Sullivan left Shelbourne on 30 July 2012.

Sullivan signed for Dundalk on 8 January 2013.

On 12 December 2015, Sullivan signed for Galway United for the 2016 season. On 4 March 2016, in the season opener against St Patrick's Athletic at Richmond Park, Sullivan made his debut and scored an 83rd-minute header in a 3–1 win. Despite the great start to his time at Galway United, it was announced on 28 June 2016 that Sullivan had left the club citing travel issues.

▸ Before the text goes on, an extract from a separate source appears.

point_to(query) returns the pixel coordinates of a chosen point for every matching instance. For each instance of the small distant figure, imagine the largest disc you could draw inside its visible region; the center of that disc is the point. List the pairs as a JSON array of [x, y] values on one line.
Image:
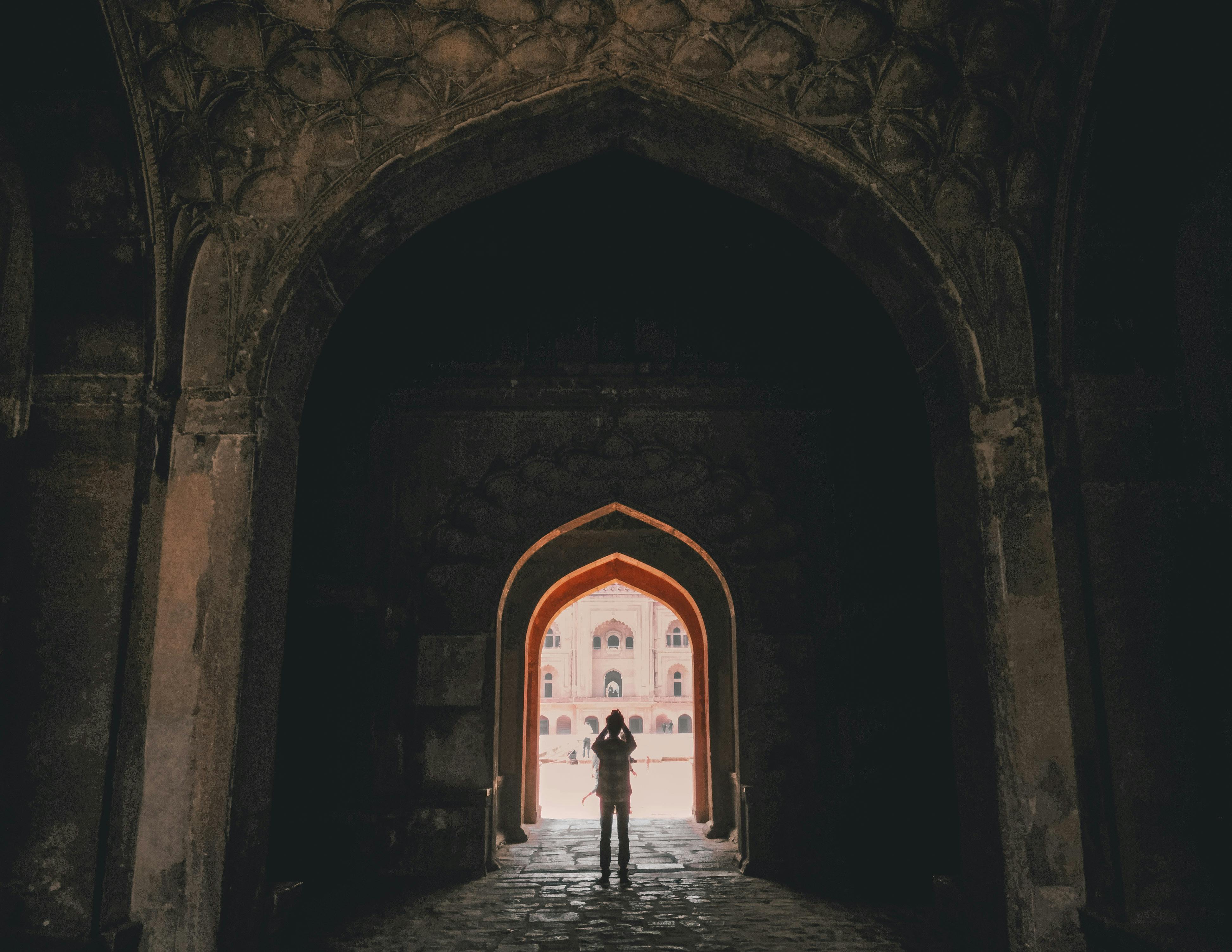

Sullivan re-signed for Bray Wanderers in July 2016. He left Bray after their 2018 season, spending 2019 playing with amateur teams Bluebell United and Crumlin United.

==Coaching career==
He retired at 28 years old and joined DLR Waves as a coach for their 2020 season.

On 9 September 2025, Sullivan was appointed as the interim head coach of Athlone Town for the remainder of the 2025 season. Sullivan's first game in charge was a 3–0 defeat to Glasgow City, on 10 September 2025 in the clubs inaugural appearance in the UEFA Women's Europa Cup.